Cette mesure présente plusieurs avantages pour l’ensemble des acteurs. Les collectivités territoriales pourraient réaliser des économies sur le coût du transport scolaire, avec moins de véhicules nécessaires pour le service.

Cette mesure produirait également des bénéfices environnementaux en diminuant le nombre de véhicules en circulation.

Elle permettrait enfin l’emploi des conducteurs sur des durées de travail plus longues, par exemple avec deux circuits au lieu d’un.
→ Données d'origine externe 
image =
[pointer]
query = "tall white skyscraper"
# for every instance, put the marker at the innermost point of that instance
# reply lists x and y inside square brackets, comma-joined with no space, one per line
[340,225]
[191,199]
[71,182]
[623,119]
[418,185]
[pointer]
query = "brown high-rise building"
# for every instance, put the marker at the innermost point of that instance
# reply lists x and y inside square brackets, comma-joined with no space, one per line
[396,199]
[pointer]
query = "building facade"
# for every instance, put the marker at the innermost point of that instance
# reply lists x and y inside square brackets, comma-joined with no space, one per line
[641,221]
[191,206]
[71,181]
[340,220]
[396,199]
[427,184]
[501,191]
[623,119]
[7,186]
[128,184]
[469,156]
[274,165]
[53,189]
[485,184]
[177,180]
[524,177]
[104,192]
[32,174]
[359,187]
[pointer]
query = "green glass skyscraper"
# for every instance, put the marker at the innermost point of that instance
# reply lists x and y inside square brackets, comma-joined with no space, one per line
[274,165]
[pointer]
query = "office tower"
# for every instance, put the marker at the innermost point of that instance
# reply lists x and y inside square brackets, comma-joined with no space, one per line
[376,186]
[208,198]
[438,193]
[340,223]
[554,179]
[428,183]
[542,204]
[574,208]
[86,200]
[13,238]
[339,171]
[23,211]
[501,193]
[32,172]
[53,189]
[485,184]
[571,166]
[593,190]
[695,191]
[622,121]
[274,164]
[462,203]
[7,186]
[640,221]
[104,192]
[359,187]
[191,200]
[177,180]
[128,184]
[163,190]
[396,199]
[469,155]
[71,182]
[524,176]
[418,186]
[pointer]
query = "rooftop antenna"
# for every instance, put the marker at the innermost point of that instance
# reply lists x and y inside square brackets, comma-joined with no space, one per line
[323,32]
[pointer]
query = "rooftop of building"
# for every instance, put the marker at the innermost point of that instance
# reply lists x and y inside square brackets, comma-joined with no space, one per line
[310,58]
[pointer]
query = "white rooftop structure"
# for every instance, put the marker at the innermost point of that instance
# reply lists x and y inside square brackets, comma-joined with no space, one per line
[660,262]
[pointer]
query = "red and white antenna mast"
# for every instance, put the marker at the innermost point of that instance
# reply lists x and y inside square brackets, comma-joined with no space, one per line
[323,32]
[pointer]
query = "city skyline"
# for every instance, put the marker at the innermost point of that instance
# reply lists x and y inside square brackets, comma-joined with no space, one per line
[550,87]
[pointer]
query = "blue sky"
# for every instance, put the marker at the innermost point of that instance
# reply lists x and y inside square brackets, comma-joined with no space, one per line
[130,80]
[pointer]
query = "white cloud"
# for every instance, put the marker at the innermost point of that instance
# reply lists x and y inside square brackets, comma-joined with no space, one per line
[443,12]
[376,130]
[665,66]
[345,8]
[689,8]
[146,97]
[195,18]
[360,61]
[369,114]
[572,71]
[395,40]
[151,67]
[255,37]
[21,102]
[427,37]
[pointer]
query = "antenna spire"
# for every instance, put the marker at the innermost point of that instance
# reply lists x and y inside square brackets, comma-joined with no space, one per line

Cela diminuerait les temps partiels subis, améliorerait les conditions de travail de ces personnels et apporterait une réponse partielle à la pénurie de conducteurs que connaît le secteur du transport routier de voyageurs.

Je soutiens, bien sûr, cet amendement de M. Michel Vaspart que j’ai cosigné.

M. le président. La parole est à M. Philippe Mouiller, pour présenter l’amendement n° 224 rectifié ter.

M. Philippe Mouiller. Je serai très rapide puisqu’il s’agit du même amendement. Je précise simplement que celui-ci traduit une demande très forte exprimée par les autorités organisatrices.

On remarque que lorsque cette mesure n’est pas appliquée au moment de la mise en place des transports, des discussions sont menées en cours d’année : c’est donc une perte de temps. Il s’agit véritablement d’un amendement de bon sens.